In Zug gelang es dem CVP-Ständerat Peter Hegglin seinen Sitz zu verteidigen während die anderen sechs Kandidierenden weiter bibbern müssen. Auch hier entscheidet der zweite Wahlgang über die Besetzung des noch freien Sitzes. Dieser findet am 17. November statt.

  • Uri

In Uri gab es hinsichtlich des Ständerates keine Überraschungen. Regierungsrätin Heidi Z’graggen (CVP), wie auch Josef Dittli (FDP) wurden in den Ständerat gewählt. Ein absehbares Resultat, da sie die einzigen Kandidaten für den Ständerat waren.

  • Nid- und Obwalden

In den beiden Halbkantonen Ob- und Nidwalden wurden die beiden bisherigen Ständeräte in stiller Wahl bestätigt. So behält Hans Wicki (FDP) weiterhin den Sitz von Nidwalden. Erich Ettlin bleibt weiterhin für den Kanton Obwalden im Ständerat.

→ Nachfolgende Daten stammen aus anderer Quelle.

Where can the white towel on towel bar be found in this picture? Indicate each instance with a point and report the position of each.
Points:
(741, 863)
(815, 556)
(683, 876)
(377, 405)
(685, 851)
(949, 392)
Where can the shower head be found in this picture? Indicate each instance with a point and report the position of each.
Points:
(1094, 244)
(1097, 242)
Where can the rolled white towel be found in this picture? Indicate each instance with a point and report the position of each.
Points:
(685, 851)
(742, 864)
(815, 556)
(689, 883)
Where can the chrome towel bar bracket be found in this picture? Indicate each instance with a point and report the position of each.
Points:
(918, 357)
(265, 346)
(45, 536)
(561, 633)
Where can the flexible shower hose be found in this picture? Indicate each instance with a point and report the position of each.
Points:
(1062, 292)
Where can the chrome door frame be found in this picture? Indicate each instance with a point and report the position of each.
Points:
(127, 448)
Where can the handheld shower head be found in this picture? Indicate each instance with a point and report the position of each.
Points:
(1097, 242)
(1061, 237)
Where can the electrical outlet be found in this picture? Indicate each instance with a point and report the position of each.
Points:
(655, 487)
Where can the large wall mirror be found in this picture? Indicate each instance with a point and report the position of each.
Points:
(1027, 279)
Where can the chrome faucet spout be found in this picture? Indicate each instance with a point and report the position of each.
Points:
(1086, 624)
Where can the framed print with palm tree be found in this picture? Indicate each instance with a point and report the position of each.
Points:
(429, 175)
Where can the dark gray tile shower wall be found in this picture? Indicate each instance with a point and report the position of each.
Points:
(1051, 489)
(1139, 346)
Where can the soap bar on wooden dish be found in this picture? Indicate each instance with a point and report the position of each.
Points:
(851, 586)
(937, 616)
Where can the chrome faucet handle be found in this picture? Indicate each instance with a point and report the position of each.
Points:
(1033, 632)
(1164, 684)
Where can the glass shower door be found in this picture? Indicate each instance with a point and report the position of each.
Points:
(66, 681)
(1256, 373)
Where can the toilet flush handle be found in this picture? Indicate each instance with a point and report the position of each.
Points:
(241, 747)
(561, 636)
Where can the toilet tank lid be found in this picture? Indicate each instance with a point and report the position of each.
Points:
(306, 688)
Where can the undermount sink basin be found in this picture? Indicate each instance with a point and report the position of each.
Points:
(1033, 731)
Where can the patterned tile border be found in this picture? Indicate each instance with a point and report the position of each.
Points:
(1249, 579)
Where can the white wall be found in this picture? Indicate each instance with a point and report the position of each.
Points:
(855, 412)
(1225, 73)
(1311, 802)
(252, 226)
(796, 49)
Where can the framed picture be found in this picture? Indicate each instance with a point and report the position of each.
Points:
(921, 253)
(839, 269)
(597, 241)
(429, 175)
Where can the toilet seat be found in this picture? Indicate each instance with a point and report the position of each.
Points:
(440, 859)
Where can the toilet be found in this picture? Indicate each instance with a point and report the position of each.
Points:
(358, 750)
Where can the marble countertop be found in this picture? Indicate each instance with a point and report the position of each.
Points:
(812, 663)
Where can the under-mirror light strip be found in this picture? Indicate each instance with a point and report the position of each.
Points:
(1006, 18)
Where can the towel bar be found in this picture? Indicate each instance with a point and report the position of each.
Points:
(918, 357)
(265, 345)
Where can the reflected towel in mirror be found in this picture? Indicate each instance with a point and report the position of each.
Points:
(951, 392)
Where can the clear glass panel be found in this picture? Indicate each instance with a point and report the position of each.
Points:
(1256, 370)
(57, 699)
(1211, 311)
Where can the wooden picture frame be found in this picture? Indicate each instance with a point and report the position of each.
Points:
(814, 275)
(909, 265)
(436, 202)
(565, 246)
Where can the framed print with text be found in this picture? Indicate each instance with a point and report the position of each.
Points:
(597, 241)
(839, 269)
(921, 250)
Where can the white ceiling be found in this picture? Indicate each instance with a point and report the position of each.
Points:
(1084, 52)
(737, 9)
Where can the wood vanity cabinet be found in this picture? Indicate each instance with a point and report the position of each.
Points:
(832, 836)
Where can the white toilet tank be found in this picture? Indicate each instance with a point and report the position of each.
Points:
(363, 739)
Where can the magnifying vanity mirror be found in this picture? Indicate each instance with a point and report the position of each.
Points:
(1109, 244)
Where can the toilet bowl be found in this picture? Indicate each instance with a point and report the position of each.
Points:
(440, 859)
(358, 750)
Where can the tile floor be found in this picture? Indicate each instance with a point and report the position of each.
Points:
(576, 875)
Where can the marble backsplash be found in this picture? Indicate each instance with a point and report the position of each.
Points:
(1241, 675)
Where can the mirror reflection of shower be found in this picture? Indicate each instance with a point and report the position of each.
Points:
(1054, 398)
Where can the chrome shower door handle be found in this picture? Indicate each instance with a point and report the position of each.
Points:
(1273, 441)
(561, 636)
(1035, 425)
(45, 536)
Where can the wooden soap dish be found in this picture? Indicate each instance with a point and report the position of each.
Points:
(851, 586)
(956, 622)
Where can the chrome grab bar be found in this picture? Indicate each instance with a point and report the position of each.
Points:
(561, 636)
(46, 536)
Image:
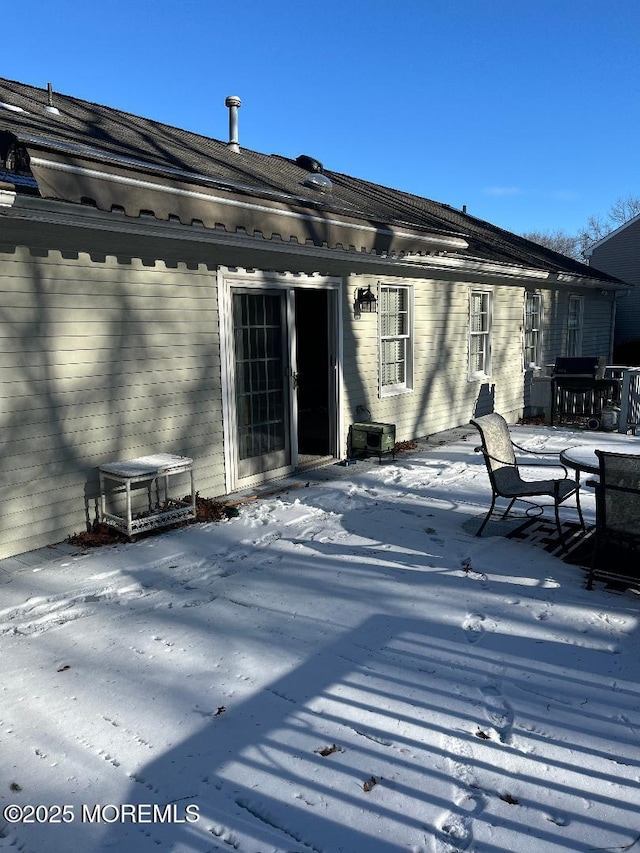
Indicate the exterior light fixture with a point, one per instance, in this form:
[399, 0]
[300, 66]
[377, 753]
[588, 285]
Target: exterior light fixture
[365, 302]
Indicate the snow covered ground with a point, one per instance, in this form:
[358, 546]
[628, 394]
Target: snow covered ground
[343, 667]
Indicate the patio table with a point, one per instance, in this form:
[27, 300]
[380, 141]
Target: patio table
[583, 457]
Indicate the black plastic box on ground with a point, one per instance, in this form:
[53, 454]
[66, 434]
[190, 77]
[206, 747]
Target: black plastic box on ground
[373, 437]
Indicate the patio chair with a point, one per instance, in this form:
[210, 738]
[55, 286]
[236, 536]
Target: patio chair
[617, 537]
[504, 473]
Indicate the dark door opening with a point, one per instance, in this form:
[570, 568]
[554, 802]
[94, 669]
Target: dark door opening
[313, 379]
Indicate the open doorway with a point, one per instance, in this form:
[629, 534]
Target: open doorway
[314, 374]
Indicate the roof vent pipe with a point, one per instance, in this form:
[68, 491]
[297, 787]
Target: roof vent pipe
[233, 102]
[50, 107]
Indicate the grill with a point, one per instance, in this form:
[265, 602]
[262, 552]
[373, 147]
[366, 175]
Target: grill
[579, 390]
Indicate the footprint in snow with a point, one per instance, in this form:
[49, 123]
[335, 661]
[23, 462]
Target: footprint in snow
[498, 711]
[474, 626]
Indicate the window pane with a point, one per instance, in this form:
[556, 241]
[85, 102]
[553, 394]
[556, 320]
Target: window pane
[479, 330]
[395, 332]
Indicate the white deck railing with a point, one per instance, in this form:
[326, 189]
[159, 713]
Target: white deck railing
[630, 400]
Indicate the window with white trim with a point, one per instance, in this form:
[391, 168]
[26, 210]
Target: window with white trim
[574, 326]
[480, 307]
[532, 330]
[395, 326]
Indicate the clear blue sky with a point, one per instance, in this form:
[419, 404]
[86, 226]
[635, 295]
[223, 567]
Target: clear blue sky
[525, 111]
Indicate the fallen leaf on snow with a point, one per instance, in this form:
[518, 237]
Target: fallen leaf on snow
[369, 785]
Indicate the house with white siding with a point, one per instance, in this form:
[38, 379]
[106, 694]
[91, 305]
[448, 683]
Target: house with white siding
[164, 292]
[618, 254]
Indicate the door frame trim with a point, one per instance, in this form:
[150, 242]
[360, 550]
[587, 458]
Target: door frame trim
[230, 279]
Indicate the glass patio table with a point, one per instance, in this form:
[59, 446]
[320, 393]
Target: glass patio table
[582, 458]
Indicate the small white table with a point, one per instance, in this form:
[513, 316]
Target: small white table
[149, 470]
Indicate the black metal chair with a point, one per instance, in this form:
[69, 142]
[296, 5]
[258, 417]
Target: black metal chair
[504, 473]
[616, 553]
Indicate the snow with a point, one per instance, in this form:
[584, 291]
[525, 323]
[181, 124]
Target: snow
[342, 667]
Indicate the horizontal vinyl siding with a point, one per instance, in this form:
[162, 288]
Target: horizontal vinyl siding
[442, 396]
[100, 361]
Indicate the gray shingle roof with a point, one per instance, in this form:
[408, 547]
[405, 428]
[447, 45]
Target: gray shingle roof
[110, 134]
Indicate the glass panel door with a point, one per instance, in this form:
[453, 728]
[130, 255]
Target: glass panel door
[262, 406]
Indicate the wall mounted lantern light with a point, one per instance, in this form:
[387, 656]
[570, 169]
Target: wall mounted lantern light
[365, 302]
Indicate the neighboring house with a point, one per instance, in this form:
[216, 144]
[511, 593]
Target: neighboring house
[166, 292]
[618, 254]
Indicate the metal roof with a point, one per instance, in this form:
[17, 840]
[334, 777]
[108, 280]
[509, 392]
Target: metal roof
[76, 128]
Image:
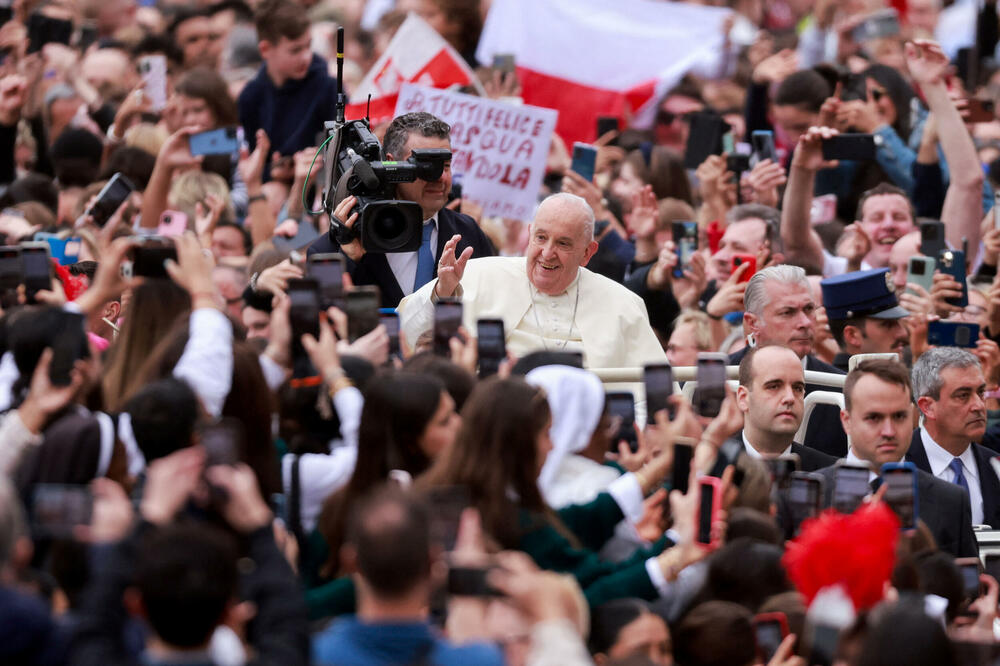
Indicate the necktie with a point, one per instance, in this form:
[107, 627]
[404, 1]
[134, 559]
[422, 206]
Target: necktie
[956, 466]
[425, 259]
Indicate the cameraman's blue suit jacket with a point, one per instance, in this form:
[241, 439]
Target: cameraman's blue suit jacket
[374, 269]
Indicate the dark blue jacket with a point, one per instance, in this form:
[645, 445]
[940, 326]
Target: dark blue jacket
[374, 269]
[293, 114]
[349, 642]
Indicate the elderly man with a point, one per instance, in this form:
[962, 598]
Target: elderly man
[948, 384]
[878, 417]
[547, 299]
[780, 311]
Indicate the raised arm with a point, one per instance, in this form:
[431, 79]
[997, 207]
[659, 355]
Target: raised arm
[962, 210]
[802, 243]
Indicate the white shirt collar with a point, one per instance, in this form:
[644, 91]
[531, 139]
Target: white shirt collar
[852, 457]
[754, 453]
[940, 459]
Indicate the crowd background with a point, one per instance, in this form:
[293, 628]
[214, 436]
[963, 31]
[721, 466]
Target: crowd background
[326, 534]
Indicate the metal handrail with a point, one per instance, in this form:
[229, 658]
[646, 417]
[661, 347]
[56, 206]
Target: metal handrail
[687, 374]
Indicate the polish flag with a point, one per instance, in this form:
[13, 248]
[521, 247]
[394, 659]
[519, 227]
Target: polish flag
[416, 54]
[590, 58]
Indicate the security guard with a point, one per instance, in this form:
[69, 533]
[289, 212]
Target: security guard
[864, 314]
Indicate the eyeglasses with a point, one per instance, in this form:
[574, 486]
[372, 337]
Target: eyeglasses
[668, 117]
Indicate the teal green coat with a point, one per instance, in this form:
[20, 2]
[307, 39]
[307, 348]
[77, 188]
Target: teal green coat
[593, 524]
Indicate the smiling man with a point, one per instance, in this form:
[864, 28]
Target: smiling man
[949, 385]
[400, 273]
[547, 299]
[878, 416]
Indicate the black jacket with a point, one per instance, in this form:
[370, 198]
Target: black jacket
[825, 432]
[989, 484]
[374, 269]
[942, 506]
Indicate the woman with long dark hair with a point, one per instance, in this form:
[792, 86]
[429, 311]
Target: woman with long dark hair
[498, 454]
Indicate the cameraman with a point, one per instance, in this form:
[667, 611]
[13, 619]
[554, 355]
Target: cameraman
[401, 273]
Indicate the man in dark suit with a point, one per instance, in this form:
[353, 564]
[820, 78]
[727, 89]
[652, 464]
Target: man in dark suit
[780, 311]
[398, 274]
[770, 395]
[948, 383]
[879, 417]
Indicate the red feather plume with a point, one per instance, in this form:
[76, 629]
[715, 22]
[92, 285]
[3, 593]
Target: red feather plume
[857, 551]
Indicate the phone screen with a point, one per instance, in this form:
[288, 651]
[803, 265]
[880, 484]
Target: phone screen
[899, 496]
[584, 160]
[362, 313]
[69, 346]
[37, 268]
[769, 637]
[680, 475]
[686, 242]
[970, 579]
[303, 313]
[850, 487]
[391, 322]
[490, 339]
[11, 267]
[56, 509]
[329, 273]
[706, 507]
[710, 391]
[222, 141]
[659, 381]
[621, 406]
[110, 198]
[447, 320]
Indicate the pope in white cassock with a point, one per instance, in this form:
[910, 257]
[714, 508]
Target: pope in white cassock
[547, 299]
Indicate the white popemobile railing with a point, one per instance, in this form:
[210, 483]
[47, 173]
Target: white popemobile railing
[989, 539]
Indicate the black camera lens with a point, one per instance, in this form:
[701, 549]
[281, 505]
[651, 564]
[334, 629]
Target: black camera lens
[390, 227]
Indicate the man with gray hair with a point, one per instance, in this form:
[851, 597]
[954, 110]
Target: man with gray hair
[948, 385]
[779, 310]
[397, 274]
[547, 299]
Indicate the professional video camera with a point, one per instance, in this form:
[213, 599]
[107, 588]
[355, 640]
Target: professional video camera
[352, 165]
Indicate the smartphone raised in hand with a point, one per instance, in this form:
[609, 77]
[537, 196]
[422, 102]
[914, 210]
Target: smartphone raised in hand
[621, 406]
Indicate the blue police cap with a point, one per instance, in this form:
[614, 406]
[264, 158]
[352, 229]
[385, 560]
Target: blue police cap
[868, 293]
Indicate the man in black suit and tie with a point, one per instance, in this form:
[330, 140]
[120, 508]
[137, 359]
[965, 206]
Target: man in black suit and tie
[770, 395]
[879, 418]
[948, 383]
[779, 310]
[398, 274]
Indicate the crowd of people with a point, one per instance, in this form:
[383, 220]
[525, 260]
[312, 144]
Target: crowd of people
[194, 471]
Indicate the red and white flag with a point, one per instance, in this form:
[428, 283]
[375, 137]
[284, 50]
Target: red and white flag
[416, 54]
[590, 58]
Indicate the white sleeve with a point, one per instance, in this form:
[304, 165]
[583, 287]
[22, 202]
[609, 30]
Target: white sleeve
[207, 362]
[557, 643]
[628, 494]
[348, 403]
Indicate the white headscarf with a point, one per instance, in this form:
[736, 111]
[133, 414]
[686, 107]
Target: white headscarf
[576, 399]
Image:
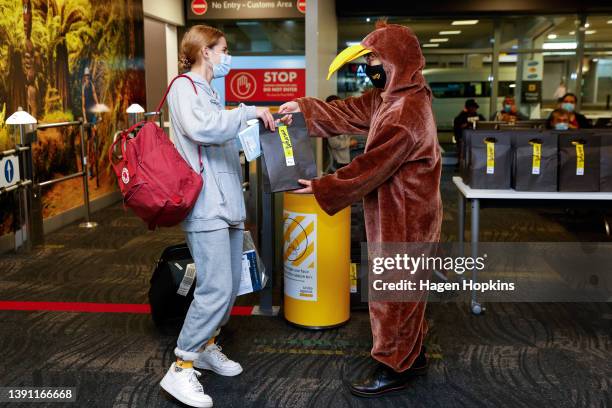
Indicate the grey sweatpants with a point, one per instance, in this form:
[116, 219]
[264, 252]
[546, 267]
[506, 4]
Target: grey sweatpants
[218, 261]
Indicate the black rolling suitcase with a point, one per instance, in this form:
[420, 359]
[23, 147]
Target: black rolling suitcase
[171, 290]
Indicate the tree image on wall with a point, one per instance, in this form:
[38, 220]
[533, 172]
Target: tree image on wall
[45, 48]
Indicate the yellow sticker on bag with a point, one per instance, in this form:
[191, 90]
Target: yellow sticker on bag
[579, 158]
[490, 156]
[537, 158]
[283, 133]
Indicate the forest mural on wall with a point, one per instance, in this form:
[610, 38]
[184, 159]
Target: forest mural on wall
[59, 59]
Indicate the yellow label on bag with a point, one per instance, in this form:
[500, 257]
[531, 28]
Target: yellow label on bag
[490, 156]
[283, 133]
[579, 158]
[537, 158]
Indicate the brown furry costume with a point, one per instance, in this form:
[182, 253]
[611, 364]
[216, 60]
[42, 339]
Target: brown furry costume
[398, 176]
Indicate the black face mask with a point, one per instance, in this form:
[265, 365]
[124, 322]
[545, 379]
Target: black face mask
[377, 75]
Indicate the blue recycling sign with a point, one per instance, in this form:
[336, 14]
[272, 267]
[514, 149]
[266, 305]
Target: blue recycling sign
[9, 171]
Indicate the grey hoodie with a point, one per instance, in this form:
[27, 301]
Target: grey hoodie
[200, 121]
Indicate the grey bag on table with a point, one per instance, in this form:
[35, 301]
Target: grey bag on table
[579, 161]
[535, 161]
[605, 176]
[287, 155]
[488, 163]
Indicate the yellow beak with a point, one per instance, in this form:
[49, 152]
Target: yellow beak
[349, 54]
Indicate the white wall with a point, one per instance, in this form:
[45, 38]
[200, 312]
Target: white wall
[169, 11]
[321, 48]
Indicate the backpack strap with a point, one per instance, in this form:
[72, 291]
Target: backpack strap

Der Nationalrat im Überblick

  • Luzern

Von den 19 Zentralschweizer Nationalratssitzen entfallen neun auf Luzern. Der grösste Zentralschweizer Kanton verliert auf die neue Legislatur ein Mandat. SVP und FDP haben je einen Sitz verloren, einen zusätzlich erhält mit den Grünliberalen das links-grüne Lager. Der Luzerner Nationalrat im Überblick: 

Yvette Estermann (SVP; bisher)

Franz Grüter (SVP; bisher)

Ida Glanzmann (CVP; bisher)

Andrea Gmür (CVP; bisher)

Leo Müller (CVP; bisher)

Albert Vitali (FDP; bisher)

Prisca Birrer (SP; bisher)

Michael Töngi (Grüne; bisher)

Roland Fischer (glp; neu)

  • Uri, Ob- und Nidwalden

Uri, Ob- und Nidwalden haben je nur einen Sitz. In Uri hat die CVP der SVP den einzigen Nationalratssitz weggeschnappt. Die Wahl schaffte Landrat Simon Stadler. In Nidwalden wurde der bisherige Nationalrat Peter Keller (SVP) klar bestätigt. Und für den Kanton Obwalden schaffte es Monika Rüegger (SVP) als erste Frau in den Nationalrat.

  • Zug

Im Kanton Zug war die FDP nicht nur bei den Ständerats-, sondern auch bei den Nationalratswahlen unter Druck. Die Partei verlor ihren Sitz an die Linken, welche sich diesen mit Regierungsrätin Manuela Weichelt sicherten. Die beiden Bisherigen Gerhard Pfister (CVP) und Thomas Aeschi (SVP) wurden wiedergewählt.

  • Schwyz

Die Schwyzer Stimmbevölkerung hat alle vier bisherigen Nationalräte wiedergewählt: Marcel Dettling (SVP), Petra Gössi (FDP), Pirmin Schwander (SVP) und Alois Gmür (CVP) konnten ihre Sitze verteidigen. Die Linke bleibt aussen vor.